Akkermansia muciniphila alleviates colonic epithelial endoplasmic reticulum stress through activation of farnesoid X receptors in murine experimental colitis

Abstract

Abstract Background Endoplasmic reticulum (ER) stress-related mucin depletion could be involved in the pathogenesis of inflammatory bowel disease (IBD). Akkermansia muciniphila (A. muciniphila), a symbiotic bacterium of the mucus layer, uses mucin as its sole energy source and shows potential in the treatment of colitis. However, the effects and underlying mechanisms of A. muciniphila on colonic epithelial ER stress in colitis are largely unknown. Methods Colitis was induced by adding 2.5% DSS in drinking water. Mice were orally administered A. muciniphila (3*10^7, 3*10^8 cfu/day) once daily for 10 days during DSS intervention. UHPLC high-resolution orbitrap mass spectrometry-based metabolomic analyses were performed on faeces. 16S rRNA sequencing were used to quantify and characterize the gut microbiota of mice and human. Colons were collected from mice and analyzed by histopathology, quantitative PCR and immunofluorescence. Colon biopsies from the patients with ulcerative colitis (UC) and controls were collected and analyzed by immunohistochemistry.
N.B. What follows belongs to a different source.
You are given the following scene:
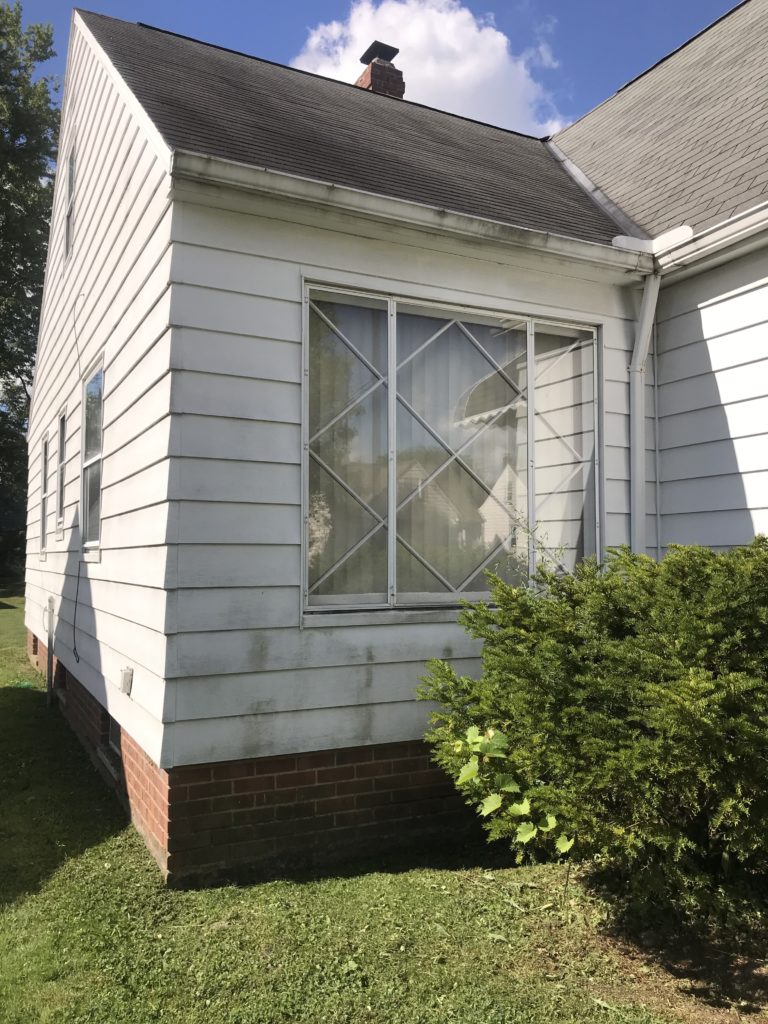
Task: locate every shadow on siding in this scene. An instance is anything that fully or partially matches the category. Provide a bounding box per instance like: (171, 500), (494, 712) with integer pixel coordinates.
(656, 261), (768, 551)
Results Metabolite pathway enrichment analysis demonstrated that colitis-affected metabolites after A. muciniphila supplementation were mainly enriched in mineral absorption, bile secretion and protein digestion and absorption. P-hydroxyphenyl acetic acid, which showed the highest VIP scores, was significantly increased by A. muciniphila, and could cause ER stress. A. muciniphila supplementation changed the relative abundance and composition of intestinal microbiotaespecially a decrease inParasutterella, which showed the potential role in bile acid maintenance. A. muciniphila supplementation protected colon shortening, histological injury, intestinal inflammation and barrier damage in wild-type (WT) mice but not in farnesoid X receptor-null (FXR−/−) mice. Mechanistically, A. muciniphila supplementation activated FXR/SHP signaling, which directly increased X-box binding protein-1 splicing (XBP1s) and phosphorylated inositol requiring enzyme 1α (p-IRE1α) expression, and in turn formed XBP1s-SHP regulatory loop in response to ER stress. We further showed that the abundance of A. muciniphila in faeces from UC patients positively correlates with p-IRE1α expression. Conclusions Our results suggest that A. muciniphila supplementation alleviates DSS-induced colitis involvement of the IRE1α/XBP1 ER stress pathway via FXR/SHP axis activation.